Anger has not come easily to him in our conversations.  He had told me he felt “numb” during the initial crush of media attention that portrayed him as depraved.  He felt scared to be so ill and grateful to get better.  His process of picking up the pieces has depended more on a spiritual awakening than a clenched-fisted response to poor decision making and even worse luck. 

A friend of mine recently commented that the absence of anger in HIV activism today is the absence of politics.  By politics he did not mean “equal rights,” or the sort of “Fight AIDS” activism that resonated in the past but feels meaningless now.  The absence of politics, of anger, is one in which the voice of ordinary gay men unbiased by funding streams and institutional affiliations is rarely heard outside the researcher’s qualitative interview.  Anger is an emotion the New York Patient could hardly access given the anger directed at him, at people who do meth, who have unprotected sex, who become HIV positive.  The New York Patient’s anger is not externalized; it’s directed at his virus, at his tainted blood, at himself.  What he is reflecting is a state of affairs of being a gay man today, in particular one with HIV.  Anger is not allowed.
It barely seems to matter that he, like others with HIV, is stigmatized, or that gay men’s sex practices are pathologized, as long they keep HIV-negative men uninfected.  Gay men’s very existence is equated with disease in a call to protect the “general public” while our national LGBT leaders are more inclined to call gay men “complacent” than to indict a health establishment that has built an entire industry around the so-called deficits of gay men.  How have we arrived at this place where in the interest of health, stigma has become institutionalized?
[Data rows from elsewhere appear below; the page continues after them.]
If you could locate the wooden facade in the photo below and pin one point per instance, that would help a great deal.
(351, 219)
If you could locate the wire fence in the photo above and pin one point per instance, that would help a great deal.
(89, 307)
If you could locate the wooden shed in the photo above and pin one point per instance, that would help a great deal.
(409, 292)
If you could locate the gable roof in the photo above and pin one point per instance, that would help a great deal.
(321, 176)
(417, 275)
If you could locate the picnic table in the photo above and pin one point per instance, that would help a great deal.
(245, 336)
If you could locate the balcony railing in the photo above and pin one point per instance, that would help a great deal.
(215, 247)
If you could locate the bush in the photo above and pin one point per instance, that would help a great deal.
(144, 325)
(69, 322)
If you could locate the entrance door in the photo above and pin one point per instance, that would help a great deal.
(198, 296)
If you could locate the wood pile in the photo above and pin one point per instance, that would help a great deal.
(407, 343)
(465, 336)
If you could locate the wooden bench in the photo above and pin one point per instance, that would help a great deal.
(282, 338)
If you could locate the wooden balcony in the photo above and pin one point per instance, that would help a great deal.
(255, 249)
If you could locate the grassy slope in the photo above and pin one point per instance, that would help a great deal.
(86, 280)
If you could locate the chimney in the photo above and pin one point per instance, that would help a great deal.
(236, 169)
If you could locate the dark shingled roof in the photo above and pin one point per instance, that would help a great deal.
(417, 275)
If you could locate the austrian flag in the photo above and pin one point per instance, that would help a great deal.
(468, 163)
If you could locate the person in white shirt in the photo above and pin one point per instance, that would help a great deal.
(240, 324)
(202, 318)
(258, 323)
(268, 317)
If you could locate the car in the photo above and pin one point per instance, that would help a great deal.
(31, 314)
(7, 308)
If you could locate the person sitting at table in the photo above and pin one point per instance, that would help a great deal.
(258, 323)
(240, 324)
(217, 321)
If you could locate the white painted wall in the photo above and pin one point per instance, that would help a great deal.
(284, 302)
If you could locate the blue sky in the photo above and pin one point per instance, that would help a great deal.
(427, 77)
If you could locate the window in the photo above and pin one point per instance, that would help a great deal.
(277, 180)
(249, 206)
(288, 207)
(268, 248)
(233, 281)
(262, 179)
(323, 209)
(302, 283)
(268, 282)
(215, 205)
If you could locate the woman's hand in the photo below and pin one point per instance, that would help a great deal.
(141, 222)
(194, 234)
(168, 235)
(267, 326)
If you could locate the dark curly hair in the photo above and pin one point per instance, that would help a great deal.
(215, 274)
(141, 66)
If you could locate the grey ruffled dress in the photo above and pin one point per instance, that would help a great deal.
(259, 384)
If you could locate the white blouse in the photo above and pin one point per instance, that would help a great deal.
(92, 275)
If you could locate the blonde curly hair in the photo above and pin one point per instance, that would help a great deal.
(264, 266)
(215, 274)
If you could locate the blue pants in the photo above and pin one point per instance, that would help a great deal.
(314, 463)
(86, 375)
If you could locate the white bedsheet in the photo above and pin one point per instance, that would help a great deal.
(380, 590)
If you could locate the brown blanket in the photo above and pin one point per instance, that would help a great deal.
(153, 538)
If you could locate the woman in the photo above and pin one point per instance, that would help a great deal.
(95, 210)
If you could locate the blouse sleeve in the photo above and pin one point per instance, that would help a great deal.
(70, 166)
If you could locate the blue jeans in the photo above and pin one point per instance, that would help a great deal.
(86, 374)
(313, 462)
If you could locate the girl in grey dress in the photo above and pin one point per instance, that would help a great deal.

From his living room we moved to his bedroom where he showed me his altar sitting on top of a bureau. There sat a small Buddha statue, some rock crystals and a golden elephant. He had a quill and a stack of papers he said were prayers. He also had the results of his last blood test, his health insurance certificate and a flyer for the Path to Self-Mastery workshop at Friends In Deed.  “The circumstances of your life do not determine the quality of your life,” he said, one of the teachings of his Mastery class.  On the wall above his altar hung a painting, quite beautiful, that he did in a workshop at GMHC: vivid colors of red meant to signify pain, green for hope, yellow for light, blue for serenity and purple for melancholy in abstract blocks side by side like dramatic rock formations.  He has taken refuge in the spiritual, which along with psychology, has come to mediate our inner selves with the world at large.  The personal used to be the political.  Today it is simply personal and best worked on in therapy.  What we are left with is accountability that starts and ends at the individual.  This is a time in American HIV activism that is militantly anti-political.